Rex, who had no partisanship with the Israelites, having made a troublesome acquaintance with the minutiae of their ancient history in the form of "cram," was amusing himself by playfully exaggerating the notion of each speaker, while Anna begged them all to understand that he was only joking, when the laughter was interrupted by the bringing in of a letter for Mrs. Davilow. A messenger had run with it in great haste from the rectory. It enclosed a telegram, and as Mrs. Davilow read and re-read it in silence and agitation, all eyes were turned on her with anxiety, but no one dared to speak. Looking up at last and seeing the young faces "painted with fear," she remembered that they might be imagining something worse than the truth, something like her own first dread which made her unable to understand what was written, and she said, with a sob which was half relief-"My dears, Mr. Grandcourt--" She paused an instant, and then began again, "Mr. Grandcourt is drowned."
Rex started up as if a missile had been suddenly thrown into the room. He could not help himself, and Anna's first look was at him. But then, gathering some self-command while Mrs. Davilow was reading what the rector had written on the enclosing paper, he said-"Can I do anything, aunt? Can I carry any word to my father from you?"
"Yes, dear. Tell him I will be ready--he is very good. He says he will go with me to Genoa--he will be here at half-past six. Jocosa and Alice, help me to get ready. She is safe--Gwendolen is safe--but she must be ill. I am sure she must be very ill. Rex, dear--Rex and Anna--go and and tell your father I will be quite ready. I would not for the world lose another night. And bless him for being ready so soon. I can travel night and day till we get there."

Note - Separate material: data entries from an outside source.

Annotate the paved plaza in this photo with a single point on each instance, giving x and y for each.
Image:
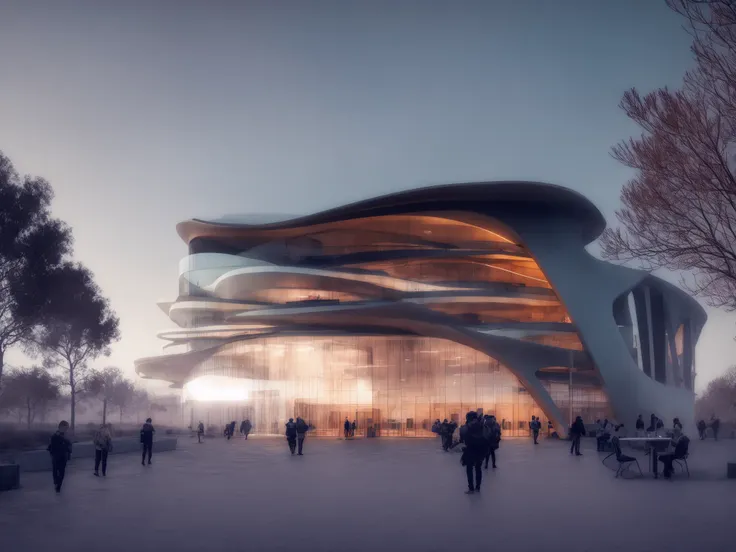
(370, 495)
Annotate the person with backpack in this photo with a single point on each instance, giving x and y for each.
(147, 432)
(577, 430)
(301, 432)
(535, 426)
(103, 446)
(291, 435)
(492, 435)
(60, 449)
(471, 435)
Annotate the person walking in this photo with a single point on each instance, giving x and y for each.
(471, 434)
(444, 434)
(60, 449)
(702, 429)
(535, 426)
(492, 434)
(103, 446)
(301, 432)
(147, 432)
(291, 435)
(577, 430)
(715, 425)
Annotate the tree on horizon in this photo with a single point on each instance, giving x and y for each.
(32, 244)
(679, 209)
(77, 326)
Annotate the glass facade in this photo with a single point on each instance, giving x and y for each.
(390, 385)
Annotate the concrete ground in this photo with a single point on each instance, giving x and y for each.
(371, 495)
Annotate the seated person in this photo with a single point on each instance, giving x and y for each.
(620, 456)
(680, 442)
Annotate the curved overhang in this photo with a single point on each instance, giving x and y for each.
(533, 198)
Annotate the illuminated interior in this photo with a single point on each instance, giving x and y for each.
(475, 274)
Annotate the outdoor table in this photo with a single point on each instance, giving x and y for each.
(650, 441)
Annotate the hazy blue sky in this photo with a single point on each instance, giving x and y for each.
(142, 114)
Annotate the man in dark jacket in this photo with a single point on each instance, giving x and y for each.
(492, 434)
(301, 432)
(471, 434)
(576, 432)
(715, 424)
(291, 435)
(60, 449)
(147, 432)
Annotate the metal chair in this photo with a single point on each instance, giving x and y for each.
(682, 462)
(623, 461)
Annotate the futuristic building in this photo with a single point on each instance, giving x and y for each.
(419, 305)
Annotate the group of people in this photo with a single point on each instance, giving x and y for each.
(445, 430)
(229, 432)
(715, 425)
(60, 449)
(296, 432)
(481, 436)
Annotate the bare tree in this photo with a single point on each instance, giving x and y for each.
(103, 385)
(31, 243)
(123, 396)
(29, 392)
(77, 327)
(679, 211)
(719, 398)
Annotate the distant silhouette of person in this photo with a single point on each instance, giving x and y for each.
(535, 426)
(577, 430)
(301, 432)
(702, 427)
(492, 435)
(715, 424)
(291, 435)
(60, 449)
(680, 442)
(147, 432)
(103, 446)
(471, 434)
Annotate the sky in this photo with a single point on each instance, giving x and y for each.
(144, 114)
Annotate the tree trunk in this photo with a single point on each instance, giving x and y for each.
(73, 393)
(72, 412)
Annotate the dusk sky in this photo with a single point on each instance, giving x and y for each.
(143, 114)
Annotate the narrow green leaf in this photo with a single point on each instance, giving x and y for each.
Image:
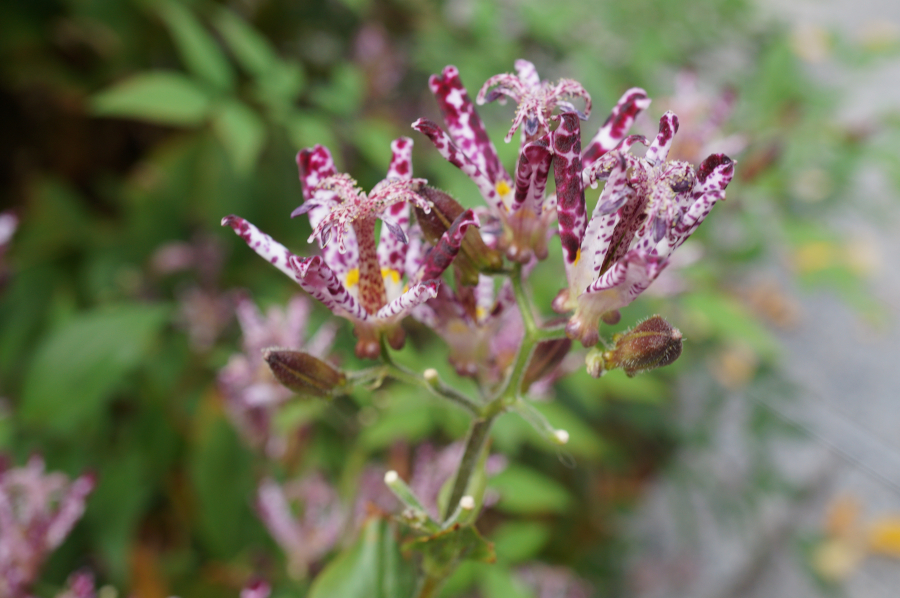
(371, 568)
(443, 551)
(249, 47)
(499, 581)
(199, 51)
(242, 132)
(524, 490)
(161, 97)
(78, 368)
(519, 541)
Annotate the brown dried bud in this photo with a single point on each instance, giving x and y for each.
(474, 256)
(547, 356)
(303, 373)
(652, 344)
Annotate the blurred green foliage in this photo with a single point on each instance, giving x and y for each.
(128, 125)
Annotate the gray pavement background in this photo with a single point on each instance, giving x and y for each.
(847, 372)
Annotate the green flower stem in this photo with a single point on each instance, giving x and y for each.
(550, 333)
(478, 434)
(437, 388)
(428, 587)
(524, 303)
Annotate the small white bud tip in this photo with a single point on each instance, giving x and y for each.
(562, 436)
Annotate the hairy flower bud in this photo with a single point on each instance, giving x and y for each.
(547, 356)
(474, 256)
(651, 344)
(303, 373)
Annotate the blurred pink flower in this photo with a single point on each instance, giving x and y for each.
(37, 512)
(252, 394)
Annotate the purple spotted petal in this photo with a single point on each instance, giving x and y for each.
(455, 156)
(464, 124)
(320, 281)
(312, 274)
(405, 303)
(570, 207)
(616, 126)
(527, 73)
(316, 165)
(713, 176)
(401, 159)
(392, 245)
(441, 255)
(622, 283)
(659, 149)
(532, 171)
(272, 251)
(396, 232)
(600, 230)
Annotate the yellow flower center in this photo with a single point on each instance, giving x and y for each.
(352, 278)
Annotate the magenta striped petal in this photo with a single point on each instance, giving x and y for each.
(616, 126)
(601, 227)
(624, 281)
(527, 73)
(315, 165)
(441, 255)
(405, 303)
(401, 159)
(570, 208)
(455, 156)
(464, 124)
(317, 279)
(271, 250)
(659, 149)
(713, 176)
(531, 175)
(391, 250)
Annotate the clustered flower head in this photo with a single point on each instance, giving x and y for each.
(648, 207)
(37, 512)
(356, 277)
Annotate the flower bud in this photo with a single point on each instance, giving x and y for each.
(303, 373)
(547, 356)
(653, 343)
(595, 363)
(474, 256)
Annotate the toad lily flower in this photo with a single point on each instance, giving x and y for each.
(535, 99)
(647, 209)
(355, 277)
(518, 206)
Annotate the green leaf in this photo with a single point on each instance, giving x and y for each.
(242, 132)
(444, 550)
(403, 419)
(371, 568)
(499, 581)
(221, 473)
(308, 128)
(584, 441)
(197, 47)
(519, 541)
(79, 367)
(249, 47)
(526, 491)
(159, 96)
(729, 320)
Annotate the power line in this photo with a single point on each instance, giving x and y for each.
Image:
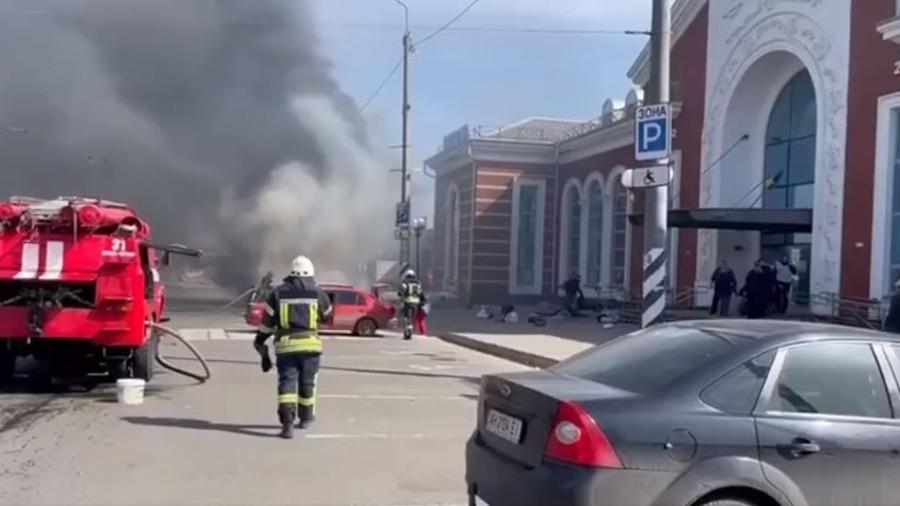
(447, 25)
(382, 85)
(434, 34)
(490, 29)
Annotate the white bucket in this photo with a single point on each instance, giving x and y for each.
(130, 391)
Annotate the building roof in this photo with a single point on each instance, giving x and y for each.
(549, 130)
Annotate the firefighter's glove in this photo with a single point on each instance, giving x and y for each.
(266, 360)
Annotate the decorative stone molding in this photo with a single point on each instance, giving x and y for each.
(756, 28)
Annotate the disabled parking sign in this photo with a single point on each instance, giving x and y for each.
(653, 132)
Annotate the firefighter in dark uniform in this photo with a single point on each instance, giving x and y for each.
(293, 313)
(411, 299)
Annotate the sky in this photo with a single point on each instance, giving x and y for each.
(476, 78)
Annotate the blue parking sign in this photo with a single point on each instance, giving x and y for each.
(653, 132)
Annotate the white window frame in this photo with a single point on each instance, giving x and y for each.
(599, 179)
(566, 233)
(885, 152)
(610, 232)
(537, 287)
(452, 284)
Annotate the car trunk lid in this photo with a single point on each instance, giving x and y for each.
(516, 411)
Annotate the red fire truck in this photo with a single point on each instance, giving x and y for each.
(79, 287)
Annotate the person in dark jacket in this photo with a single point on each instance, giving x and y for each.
(724, 286)
(757, 291)
(892, 322)
(574, 295)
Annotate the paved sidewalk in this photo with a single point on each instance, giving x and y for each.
(522, 342)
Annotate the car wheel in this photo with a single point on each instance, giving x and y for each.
(366, 327)
(728, 502)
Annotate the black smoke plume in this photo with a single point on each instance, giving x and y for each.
(217, 119)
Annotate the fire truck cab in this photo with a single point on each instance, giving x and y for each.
(79, 287)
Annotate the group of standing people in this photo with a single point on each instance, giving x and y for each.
(766, 290)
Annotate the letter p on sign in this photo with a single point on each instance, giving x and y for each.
(653, 132)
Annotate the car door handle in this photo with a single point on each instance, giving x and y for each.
(801, 447)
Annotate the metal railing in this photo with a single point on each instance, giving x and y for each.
(840, 309)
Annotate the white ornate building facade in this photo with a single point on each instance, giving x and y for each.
(789, 107)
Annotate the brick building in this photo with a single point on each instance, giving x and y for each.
(787, 134)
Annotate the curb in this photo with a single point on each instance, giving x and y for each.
(521, 357)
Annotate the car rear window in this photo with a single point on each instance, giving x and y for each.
(350, 298)
(647, 361)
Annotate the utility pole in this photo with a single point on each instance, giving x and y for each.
(656, 199)
(404, 167)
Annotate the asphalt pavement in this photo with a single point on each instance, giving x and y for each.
(393, 420)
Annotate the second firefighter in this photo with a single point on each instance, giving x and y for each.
(293, 313)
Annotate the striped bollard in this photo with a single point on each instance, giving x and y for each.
(654, 301)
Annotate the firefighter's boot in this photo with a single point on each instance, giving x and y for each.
(286, 416)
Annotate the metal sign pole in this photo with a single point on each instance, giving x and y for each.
(656, 198)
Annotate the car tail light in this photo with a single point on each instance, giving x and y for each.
(89, 216)
(575, 438)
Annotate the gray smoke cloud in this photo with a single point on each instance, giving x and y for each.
(217, 119)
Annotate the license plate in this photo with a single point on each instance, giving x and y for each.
(504, 426)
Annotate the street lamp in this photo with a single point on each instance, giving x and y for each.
(419, 226)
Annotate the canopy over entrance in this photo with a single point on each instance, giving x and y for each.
(784, 221)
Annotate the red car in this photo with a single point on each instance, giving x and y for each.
(355, 310)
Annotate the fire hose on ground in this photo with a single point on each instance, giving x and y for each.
(163, 330)
(168, 365)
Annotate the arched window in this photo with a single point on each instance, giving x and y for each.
(790, 169)
(571, 231)
(595, 234)
(451, 245)
(619, 240)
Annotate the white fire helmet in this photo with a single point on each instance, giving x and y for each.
(303, 267)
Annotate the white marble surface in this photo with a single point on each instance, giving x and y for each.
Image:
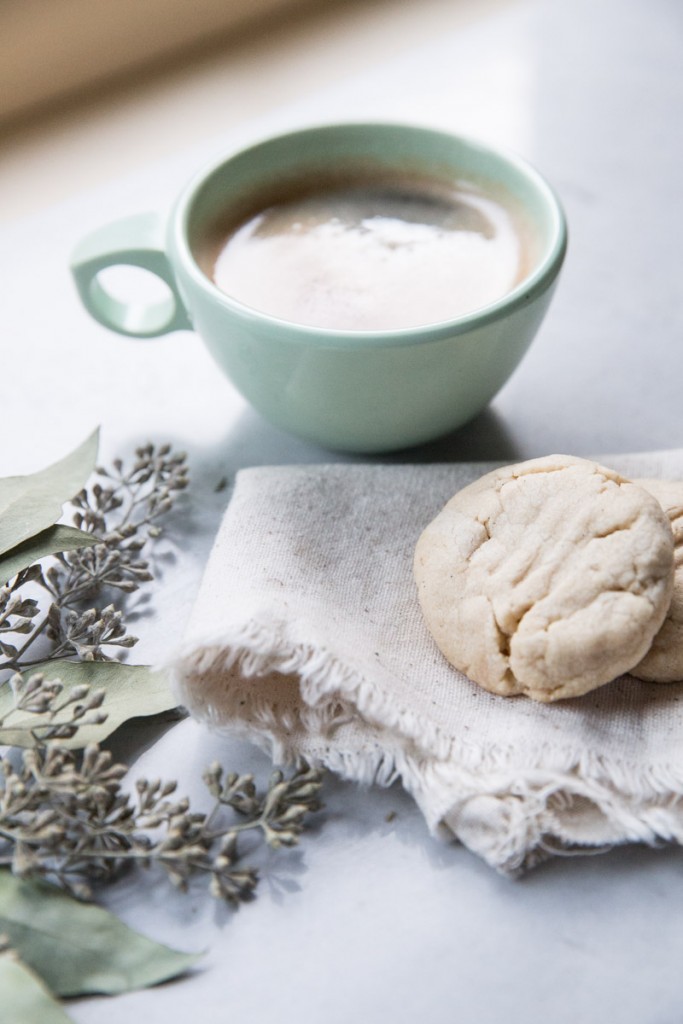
(373, 920)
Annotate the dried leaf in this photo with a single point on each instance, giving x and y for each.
(25, 997)
(48, 542)
(78, 948)
(31, 504)
(131, 691)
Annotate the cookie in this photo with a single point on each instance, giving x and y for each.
(664, 662)
(548, 578)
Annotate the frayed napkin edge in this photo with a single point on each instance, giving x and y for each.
(512, 812)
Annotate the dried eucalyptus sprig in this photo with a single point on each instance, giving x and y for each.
(68, 819)
(122, 509)
(67, 815)
(38, 701)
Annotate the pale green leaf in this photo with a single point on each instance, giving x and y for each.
(31, 504)
(25, 998)
(78, 948)
(48, 542)
(131, 690)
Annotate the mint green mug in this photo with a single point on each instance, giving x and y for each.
(350, 390)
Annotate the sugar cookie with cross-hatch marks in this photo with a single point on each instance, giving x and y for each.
(548, 578)
(664, 662)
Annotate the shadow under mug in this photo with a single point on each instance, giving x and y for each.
(349, 390)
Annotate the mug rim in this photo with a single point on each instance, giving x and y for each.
(540, 279)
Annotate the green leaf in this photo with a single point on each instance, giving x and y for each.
(31, 504)
(131, 690)
(48, 542)
(78, 948)
(25, 998)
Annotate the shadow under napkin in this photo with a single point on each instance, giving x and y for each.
(307, 638)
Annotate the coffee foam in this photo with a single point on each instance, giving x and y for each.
(374, 257)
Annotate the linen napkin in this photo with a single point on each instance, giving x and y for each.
(307, 638)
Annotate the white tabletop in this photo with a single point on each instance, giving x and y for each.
(370, 919)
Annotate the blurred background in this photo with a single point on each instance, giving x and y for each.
(91, 90)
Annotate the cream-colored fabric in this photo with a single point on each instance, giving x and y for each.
(307, 637)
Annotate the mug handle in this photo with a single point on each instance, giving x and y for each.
(136, 241)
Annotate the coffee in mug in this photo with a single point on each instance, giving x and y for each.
(364, 253)
(380, 230)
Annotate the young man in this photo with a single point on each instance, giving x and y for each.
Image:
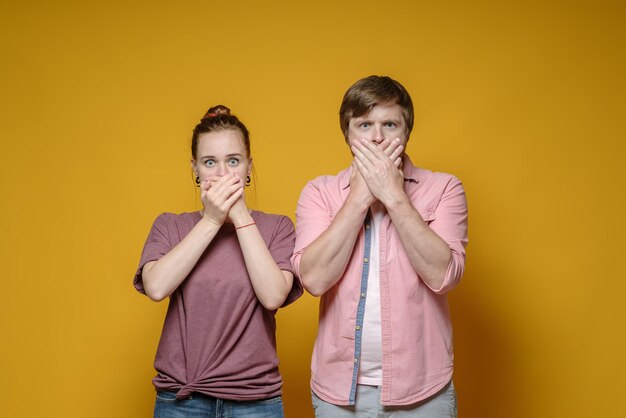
(382, 243)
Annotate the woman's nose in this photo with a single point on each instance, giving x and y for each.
(221, 169)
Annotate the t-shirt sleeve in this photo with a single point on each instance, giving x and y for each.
(157, 245)
(281, 248)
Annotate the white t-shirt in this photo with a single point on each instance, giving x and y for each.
(370, 371)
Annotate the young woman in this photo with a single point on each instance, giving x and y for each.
(226, 270)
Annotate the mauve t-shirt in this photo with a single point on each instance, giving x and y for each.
(217, 338)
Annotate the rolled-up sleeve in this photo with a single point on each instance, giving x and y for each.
(450, 223)
(313, 217)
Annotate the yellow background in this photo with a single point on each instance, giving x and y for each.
(524, 101)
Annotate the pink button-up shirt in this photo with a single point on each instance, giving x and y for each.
(416, 330)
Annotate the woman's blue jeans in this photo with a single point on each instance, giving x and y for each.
(198, 405)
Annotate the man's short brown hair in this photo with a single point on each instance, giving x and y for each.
(366, 93)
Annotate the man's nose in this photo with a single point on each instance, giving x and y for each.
(378, 136)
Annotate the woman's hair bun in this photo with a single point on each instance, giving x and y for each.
(216, 111)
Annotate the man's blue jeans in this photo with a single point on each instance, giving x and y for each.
(197, 406)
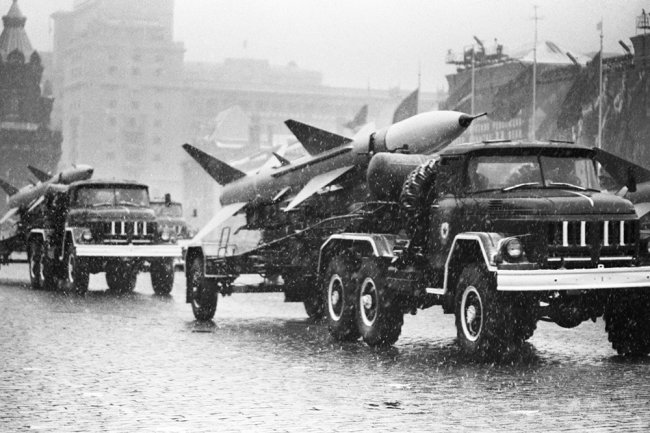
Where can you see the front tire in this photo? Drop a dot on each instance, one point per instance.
(488, 323)
(77, 274)
(162, 276)
(339, 289)
(203, 298)
(627, 322)
(35, 258)
(379, 318)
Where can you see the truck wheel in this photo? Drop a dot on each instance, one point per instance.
(484, 321)
(340, 299)
(379, 318)
(204, 298)
(77, 274)
(627, 323)
(162, 276)
(35, 259)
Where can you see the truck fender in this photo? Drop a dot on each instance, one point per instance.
(358, 244)
(468, 248)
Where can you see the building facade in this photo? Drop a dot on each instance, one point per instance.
(25, 106)
(127, 101)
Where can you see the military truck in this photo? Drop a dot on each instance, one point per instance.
(96, 226)
(500, 234)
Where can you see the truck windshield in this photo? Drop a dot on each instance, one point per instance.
(514, 171)
(96, 196)
(174, 210)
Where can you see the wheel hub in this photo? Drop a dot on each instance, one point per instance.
(366, 301)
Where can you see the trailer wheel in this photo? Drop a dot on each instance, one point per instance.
(77, 274)
(486, 322)
(340, 299)
(36, 268)
(162, 276)
(627, 323)
(379, 317)
(204, 298)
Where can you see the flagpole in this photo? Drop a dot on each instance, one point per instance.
(600, 90)
(533, 120)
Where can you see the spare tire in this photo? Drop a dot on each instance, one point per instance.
(414, 201)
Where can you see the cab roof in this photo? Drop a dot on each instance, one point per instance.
(109, 182)
(496, 145)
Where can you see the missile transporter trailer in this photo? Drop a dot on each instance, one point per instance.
(500, 234)
(99, 226)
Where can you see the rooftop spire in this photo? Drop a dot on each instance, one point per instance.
(13, 35)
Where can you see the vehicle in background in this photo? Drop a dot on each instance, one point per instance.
(99, 226)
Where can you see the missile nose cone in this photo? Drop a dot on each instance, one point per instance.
(466, 120)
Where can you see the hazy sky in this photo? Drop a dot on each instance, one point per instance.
(380, 42)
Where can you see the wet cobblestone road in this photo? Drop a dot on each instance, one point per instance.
(139, 362)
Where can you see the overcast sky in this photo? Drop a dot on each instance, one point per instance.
(378, 42)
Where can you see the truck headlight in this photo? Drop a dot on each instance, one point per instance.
(87, 235)
(512, 249)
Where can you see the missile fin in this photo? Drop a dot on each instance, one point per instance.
(39, 174)
(284, 161)
(9, 188)
(219, 218)
(220, 171)
(315, 184)
(620, 168)
(315, 140)
(8, 215)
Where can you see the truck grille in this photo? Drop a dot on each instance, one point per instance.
(591, 243)
(123, 231)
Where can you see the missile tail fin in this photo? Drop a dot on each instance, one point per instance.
(219, 170)
(8, 188)
(39, 174)
(315, 140)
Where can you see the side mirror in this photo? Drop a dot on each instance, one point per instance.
(631, 180)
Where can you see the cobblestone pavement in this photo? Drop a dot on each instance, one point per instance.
(139, 362)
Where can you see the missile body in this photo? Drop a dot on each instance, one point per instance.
(27, 195)
(424, 133)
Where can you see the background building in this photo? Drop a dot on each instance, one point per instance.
(126, 100)
(25, 106)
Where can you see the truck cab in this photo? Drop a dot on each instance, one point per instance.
(100, 226)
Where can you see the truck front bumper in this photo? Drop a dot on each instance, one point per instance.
(572, 279)
(128, 250)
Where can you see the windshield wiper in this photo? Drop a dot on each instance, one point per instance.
(128, 203)
(567, 185)
(521, 185)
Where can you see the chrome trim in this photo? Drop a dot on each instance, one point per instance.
(128, 251)
(573, 279)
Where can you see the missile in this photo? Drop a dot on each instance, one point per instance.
(29, 196)
(332, 159)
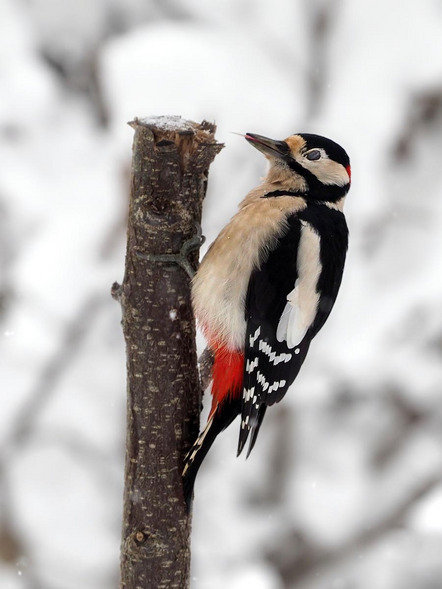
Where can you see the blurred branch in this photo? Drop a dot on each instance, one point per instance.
(297, 559)
(171, 158)
(322, 16)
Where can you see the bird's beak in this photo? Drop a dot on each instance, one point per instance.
(268, 146)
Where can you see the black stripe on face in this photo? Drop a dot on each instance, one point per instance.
(275, 193)
(316, 189)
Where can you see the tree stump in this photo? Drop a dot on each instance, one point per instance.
(171, 158)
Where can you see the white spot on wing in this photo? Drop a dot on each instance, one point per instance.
(253, 338)
(302, 302)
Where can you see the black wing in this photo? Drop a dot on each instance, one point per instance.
(271, 365)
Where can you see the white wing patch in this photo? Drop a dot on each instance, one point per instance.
(302, 302)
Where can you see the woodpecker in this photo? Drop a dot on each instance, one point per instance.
(268, 282)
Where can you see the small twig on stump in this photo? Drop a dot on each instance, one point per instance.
(171, 158)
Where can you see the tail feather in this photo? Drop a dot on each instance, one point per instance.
(220, 418)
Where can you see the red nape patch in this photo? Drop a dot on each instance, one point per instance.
(227, 375)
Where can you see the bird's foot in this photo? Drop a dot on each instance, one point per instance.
(190, 245)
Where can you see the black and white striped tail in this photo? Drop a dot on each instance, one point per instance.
(222, 417)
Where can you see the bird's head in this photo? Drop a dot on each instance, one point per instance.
(313, 164)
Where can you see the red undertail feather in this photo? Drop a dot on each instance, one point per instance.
(227, 375)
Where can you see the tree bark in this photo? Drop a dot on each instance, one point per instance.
(171, 158)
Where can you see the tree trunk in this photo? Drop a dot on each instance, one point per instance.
(171, 158)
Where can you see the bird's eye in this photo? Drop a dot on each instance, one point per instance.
(314, 154)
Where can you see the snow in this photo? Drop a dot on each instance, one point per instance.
(358, 436)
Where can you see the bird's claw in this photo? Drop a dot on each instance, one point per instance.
(190, 245)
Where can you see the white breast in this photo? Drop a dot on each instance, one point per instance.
(220, 286)
(302, 302)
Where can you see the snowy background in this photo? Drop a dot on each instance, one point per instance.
(344, 489)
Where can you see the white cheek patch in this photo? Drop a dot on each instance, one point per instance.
(302, 302)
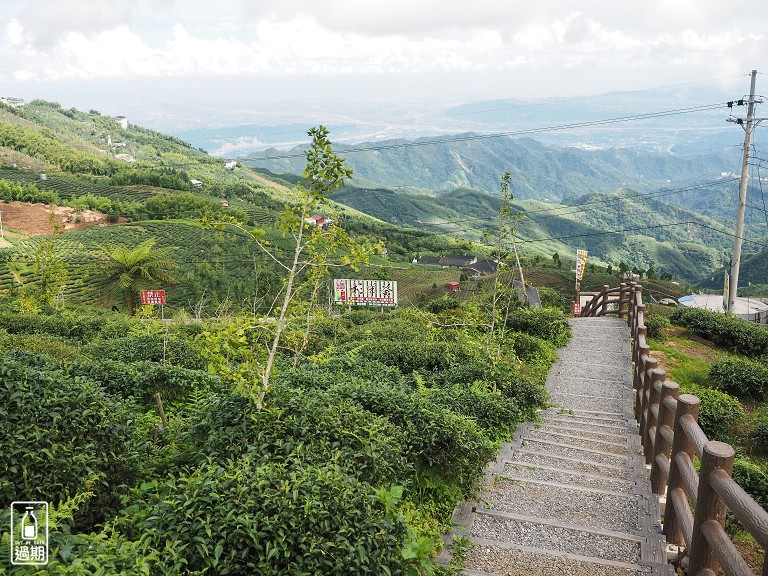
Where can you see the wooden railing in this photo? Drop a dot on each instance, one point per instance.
(696, 503)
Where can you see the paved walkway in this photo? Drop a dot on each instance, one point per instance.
(570, 495)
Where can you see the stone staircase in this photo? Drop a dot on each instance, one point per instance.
(570, 495)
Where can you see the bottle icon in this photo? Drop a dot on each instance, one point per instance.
(29, 525)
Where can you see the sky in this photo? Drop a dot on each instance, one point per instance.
(173, 64)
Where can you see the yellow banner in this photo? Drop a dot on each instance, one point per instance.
(581, 263)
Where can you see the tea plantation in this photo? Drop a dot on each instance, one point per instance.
(365, 443)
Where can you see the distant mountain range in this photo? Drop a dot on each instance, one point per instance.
(539, 171)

Rex and Anna hurried away through the sunshine which was suddenly solemn to them, without uttering a word to each other: she chiefly possessed by solicitude about any reopening of his wound, he struggling with a tumultuary crowd of thoughts that were an offence against his better will. The tumult being undiminished when they were at the rectory gate, he said-"Nannie, I will leave you to say everything to my father. If he wants me immediately, let me know. I shall stay in the shrubbery for ten minutes-- only ten minutes."
Who has been quite free from egoistic escapes of the imagination, picturing desirable consequences on his own future in the presence of another's misfortune, sorrow, or death? The expected promotion or legacy is the common type of a temptation which makes speech and even prayer a severe avoidance of the most insistent thoughts, and sometimes raises an inward shame, a self-distaste that is worse than any other form of unpleasant companionship. In Rex's nature the shame was immediate, and overspread like an ugly light all the hurrying images of what might come, which thrust themselves in with the idea that Gwendolen was again free-- overspread them, perhaps, the more persistently because every phantasm of a hope was quickly nullified by a more substantial obstacle. Before the vision of "Gwendolen free" rose the impassable vision of "Gwendolen rich, exalted, courted;" and if in the former time, when both their lives were fresh, she had turned from his love with repugnance, what ground was there for supposing that her heart would be more open to him in the future?